Vacinas e Tylenol na mira presidencial
Kennedy Jr. não perdeu a oportunidade de ressuscitar o mito mais resistente da saúde contemporânea: o suposto elo entre vacinas e autismo. Trump o acompanhou, exagerando a ponto de dizer que bebês receberiam “80 vacinas de uma só vez”. Afirmações sem respaldo, mas carregadas de efeito político.
Três décadas de estudos em diversos países já descartaram qualquer vínculo entre imunização infantil e autismo. Mesmo assim, o fantasma retorna cada vez que convém a determinadas agendas. A consequência é imediata: erosão da confiança pública e risco real de retorno de doenças erradicadas.
Enquanto isso, a FDA buscou um ponto de equilíbrio, afirmando que a possível relação entre paracetamol e autismo continua sendo “área em debate científico”. Não mudou protocolos médicos: o uso deve ser mínimo, em doses pequenas e apenas quando necessário. Pesquisas recentes sugerem associações tênues, mas nenhuma prova de causa e efeito. Um grande estudo na Suécia, com 2,5 milhões de crianças, chegou a encontrar vínculos fracos — que desapareceram quando comparados irmãos da mesma mãe, sinal de que a genética materna explica mais do que qualquer comprimido.
A revisão publicada por pesquisadores de Harvard e do Mt. Sinai examinou 46 estudos. Em pouco mais da metade havia alguma associação entre paracetamol e distúrbios do neurodesenvolvimento. Mas os próprios autores foram claros: “Não podemos responder à questão da causalidade”. Ainda assim, Trump e Kennedy Jr. usaram o estudo como se fosse prova definitiva.
Ciência pressionada, indústria acuada
A indústria reagiu rápido. A Kenvue, empresa que herdou o Tylenol da Johnson & Johnson, classificou como irresponsáveis as declarações da Casa Branca. O argumento é óbvio: o paracetamol está em mais de 600 produtos e é consumido semanalmente por um quarto dos adultos americanos. Minar a confiança nesse medicamento é abrir uma crise sanitária e econômica de grandes proporções.

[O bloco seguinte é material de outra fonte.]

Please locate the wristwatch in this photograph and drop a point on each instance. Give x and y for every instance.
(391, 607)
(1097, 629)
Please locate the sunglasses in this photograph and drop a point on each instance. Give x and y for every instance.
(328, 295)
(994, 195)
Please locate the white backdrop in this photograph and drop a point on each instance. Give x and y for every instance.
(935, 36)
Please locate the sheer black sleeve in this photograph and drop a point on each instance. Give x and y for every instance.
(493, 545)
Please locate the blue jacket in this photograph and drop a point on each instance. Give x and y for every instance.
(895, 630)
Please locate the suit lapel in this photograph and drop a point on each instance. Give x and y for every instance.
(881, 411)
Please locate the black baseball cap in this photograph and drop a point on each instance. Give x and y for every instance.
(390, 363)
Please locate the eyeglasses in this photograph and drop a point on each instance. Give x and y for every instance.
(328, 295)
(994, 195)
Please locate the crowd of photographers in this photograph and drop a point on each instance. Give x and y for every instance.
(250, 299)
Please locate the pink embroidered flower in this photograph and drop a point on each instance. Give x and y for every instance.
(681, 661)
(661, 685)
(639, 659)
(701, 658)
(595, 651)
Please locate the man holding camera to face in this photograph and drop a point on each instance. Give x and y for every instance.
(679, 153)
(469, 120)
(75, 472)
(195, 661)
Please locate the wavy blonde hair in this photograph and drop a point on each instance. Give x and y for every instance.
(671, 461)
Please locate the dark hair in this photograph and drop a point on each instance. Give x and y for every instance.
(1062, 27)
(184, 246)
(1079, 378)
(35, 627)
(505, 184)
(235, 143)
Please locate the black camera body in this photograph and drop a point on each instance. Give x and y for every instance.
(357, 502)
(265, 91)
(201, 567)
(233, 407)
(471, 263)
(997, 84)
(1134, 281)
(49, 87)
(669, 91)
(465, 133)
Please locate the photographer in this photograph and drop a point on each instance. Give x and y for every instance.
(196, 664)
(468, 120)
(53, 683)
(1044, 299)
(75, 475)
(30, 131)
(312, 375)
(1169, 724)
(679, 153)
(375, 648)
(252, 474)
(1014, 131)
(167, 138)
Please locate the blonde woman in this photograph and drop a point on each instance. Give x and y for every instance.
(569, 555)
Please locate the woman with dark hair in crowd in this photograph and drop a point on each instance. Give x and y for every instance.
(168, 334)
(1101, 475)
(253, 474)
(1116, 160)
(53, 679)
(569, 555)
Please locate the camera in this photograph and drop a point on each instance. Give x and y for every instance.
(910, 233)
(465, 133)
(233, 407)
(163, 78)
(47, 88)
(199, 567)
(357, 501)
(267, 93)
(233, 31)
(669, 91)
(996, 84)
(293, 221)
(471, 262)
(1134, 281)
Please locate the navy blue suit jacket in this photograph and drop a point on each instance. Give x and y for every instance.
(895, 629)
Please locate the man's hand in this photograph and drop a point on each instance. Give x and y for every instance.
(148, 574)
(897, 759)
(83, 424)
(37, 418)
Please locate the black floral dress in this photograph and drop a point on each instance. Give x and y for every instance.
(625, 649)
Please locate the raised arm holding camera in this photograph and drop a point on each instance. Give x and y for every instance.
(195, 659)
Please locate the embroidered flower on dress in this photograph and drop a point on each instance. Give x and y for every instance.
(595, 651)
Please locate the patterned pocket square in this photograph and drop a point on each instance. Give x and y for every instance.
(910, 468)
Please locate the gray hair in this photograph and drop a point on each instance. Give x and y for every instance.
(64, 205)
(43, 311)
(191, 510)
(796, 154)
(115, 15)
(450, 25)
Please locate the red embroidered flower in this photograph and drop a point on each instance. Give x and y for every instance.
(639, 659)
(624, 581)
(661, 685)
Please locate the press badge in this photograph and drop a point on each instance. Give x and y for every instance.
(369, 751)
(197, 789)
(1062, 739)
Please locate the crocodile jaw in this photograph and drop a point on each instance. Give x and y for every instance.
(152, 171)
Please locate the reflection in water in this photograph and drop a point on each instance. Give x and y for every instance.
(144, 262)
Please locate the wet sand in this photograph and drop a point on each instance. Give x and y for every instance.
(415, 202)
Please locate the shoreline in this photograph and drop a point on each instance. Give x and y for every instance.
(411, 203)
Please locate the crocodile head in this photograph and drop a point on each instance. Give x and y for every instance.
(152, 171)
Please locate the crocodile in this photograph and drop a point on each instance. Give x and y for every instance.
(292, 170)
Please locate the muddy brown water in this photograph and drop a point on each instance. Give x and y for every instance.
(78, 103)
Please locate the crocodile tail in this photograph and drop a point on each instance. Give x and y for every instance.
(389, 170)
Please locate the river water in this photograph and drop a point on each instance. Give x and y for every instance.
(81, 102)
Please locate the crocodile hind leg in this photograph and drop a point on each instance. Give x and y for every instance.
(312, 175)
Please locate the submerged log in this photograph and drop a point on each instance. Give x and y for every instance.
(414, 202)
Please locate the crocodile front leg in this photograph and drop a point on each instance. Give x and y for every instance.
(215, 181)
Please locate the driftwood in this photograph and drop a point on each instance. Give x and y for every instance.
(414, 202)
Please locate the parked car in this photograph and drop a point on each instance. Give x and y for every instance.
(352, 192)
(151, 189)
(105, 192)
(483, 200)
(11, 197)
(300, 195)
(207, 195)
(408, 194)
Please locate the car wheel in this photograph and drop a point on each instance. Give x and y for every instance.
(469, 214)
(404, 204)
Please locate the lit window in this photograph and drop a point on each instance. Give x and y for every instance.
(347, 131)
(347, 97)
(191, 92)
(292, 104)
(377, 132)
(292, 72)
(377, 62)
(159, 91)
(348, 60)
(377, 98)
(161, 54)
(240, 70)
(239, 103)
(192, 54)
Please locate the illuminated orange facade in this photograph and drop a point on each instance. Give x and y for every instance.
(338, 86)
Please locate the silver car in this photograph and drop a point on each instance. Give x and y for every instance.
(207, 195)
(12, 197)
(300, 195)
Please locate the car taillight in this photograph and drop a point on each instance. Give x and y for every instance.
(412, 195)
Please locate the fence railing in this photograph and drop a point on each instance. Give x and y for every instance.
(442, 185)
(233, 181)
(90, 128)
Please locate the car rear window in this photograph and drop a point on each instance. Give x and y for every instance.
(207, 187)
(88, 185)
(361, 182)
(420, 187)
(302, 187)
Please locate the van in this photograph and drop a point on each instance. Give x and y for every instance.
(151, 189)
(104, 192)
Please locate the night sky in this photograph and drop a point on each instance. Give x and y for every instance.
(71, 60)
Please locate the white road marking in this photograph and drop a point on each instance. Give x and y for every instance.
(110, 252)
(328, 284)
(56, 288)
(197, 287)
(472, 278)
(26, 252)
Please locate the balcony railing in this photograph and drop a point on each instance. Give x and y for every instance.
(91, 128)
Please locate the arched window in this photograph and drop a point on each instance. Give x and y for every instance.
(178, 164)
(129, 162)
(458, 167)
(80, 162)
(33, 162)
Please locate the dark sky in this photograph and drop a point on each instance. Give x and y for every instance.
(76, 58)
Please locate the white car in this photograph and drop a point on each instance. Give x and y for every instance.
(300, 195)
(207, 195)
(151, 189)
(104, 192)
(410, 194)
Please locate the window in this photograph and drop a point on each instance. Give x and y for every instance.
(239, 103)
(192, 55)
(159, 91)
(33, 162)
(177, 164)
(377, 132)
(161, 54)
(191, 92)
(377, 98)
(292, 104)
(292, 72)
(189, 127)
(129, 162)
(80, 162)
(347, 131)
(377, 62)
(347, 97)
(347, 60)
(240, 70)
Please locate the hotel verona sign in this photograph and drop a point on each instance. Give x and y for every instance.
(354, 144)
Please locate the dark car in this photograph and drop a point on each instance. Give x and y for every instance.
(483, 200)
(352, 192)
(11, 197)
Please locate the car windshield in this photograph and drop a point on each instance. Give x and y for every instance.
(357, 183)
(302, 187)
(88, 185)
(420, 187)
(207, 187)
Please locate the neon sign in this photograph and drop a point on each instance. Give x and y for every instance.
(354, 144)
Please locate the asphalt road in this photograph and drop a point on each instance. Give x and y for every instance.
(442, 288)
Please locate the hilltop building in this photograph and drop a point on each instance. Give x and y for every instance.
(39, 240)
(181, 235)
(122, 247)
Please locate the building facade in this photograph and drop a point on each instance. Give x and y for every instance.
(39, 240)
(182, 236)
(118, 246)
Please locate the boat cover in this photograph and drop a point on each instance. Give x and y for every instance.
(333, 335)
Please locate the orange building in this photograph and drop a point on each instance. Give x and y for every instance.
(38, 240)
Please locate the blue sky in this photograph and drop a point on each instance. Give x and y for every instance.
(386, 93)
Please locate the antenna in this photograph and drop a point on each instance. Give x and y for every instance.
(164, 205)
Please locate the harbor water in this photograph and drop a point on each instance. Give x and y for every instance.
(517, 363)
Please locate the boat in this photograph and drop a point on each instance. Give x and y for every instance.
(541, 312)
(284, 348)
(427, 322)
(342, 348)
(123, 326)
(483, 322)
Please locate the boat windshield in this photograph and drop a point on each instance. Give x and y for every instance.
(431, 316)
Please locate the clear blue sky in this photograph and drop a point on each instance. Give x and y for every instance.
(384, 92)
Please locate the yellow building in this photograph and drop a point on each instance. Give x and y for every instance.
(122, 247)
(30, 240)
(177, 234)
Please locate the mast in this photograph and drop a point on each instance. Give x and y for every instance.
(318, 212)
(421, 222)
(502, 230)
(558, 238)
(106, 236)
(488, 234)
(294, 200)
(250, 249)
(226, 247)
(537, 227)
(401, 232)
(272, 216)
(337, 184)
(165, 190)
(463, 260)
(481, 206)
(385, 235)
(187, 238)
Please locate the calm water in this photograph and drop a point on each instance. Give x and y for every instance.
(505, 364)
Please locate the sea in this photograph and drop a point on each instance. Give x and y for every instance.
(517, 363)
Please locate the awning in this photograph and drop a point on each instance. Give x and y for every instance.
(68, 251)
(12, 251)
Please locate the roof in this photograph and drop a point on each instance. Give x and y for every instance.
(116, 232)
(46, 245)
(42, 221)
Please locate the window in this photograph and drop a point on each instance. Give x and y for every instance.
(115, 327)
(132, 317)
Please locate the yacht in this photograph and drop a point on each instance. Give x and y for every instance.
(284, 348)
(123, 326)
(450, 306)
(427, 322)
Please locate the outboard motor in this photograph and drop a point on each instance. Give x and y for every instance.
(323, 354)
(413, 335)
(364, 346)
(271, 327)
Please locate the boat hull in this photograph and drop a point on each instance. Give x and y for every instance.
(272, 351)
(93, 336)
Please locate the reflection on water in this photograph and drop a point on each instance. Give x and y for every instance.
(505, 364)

O governo, por sua vez, tentou equilibrar a ofensiva contra o Tylenol com o anúncio de um suposto avanço: a aprovação da leucovorina, droga antiga derivada da vitamina B, para alguns casos de autismo em crianças com deficiência de folato cerebral. Os estudos até aqui envolveram apenas 80 participantes. O entusiasmo oficial contrasta com a prudência da ciência, que insiste: não é cura, não é revolução, é apenas possibilidade restrita a casos muito específicos.
Eu me pergunto, diante desse cenário, até que ponto a sociedade norte-americana está preparada para enfrentar não apenas a complexidade científica do autismo, mas a manipulação política que o cerca. A cada anúncio performático, a saúde pública é empurrada para o terreno do improviso, e milhões de famílias são deixadas sem respostas consistentes.
Trump governa por meio de frases de efeito. Kennedy Jr. mantém-se como porta-voz do negacionismo mais rentável: aquele que dá votos. A ciência, com sua lentidão e sua necessidade de evidências, é colocada na defensiva. E eu não consigo aceitar que amigos meus — e milhões de outros cidadãos — tenham suas vidas atravessadas por esse jogo de conveniências. O autismo exige estudo sério, investimento contínuo e compaixão humana. O que vimos na Casa Branca foi o contrário: espetáculo político travestido de política de saúde.
* Este é um artigo de opinião, de responsabilidade do autor, e não reflete a opinião do Brasil 247.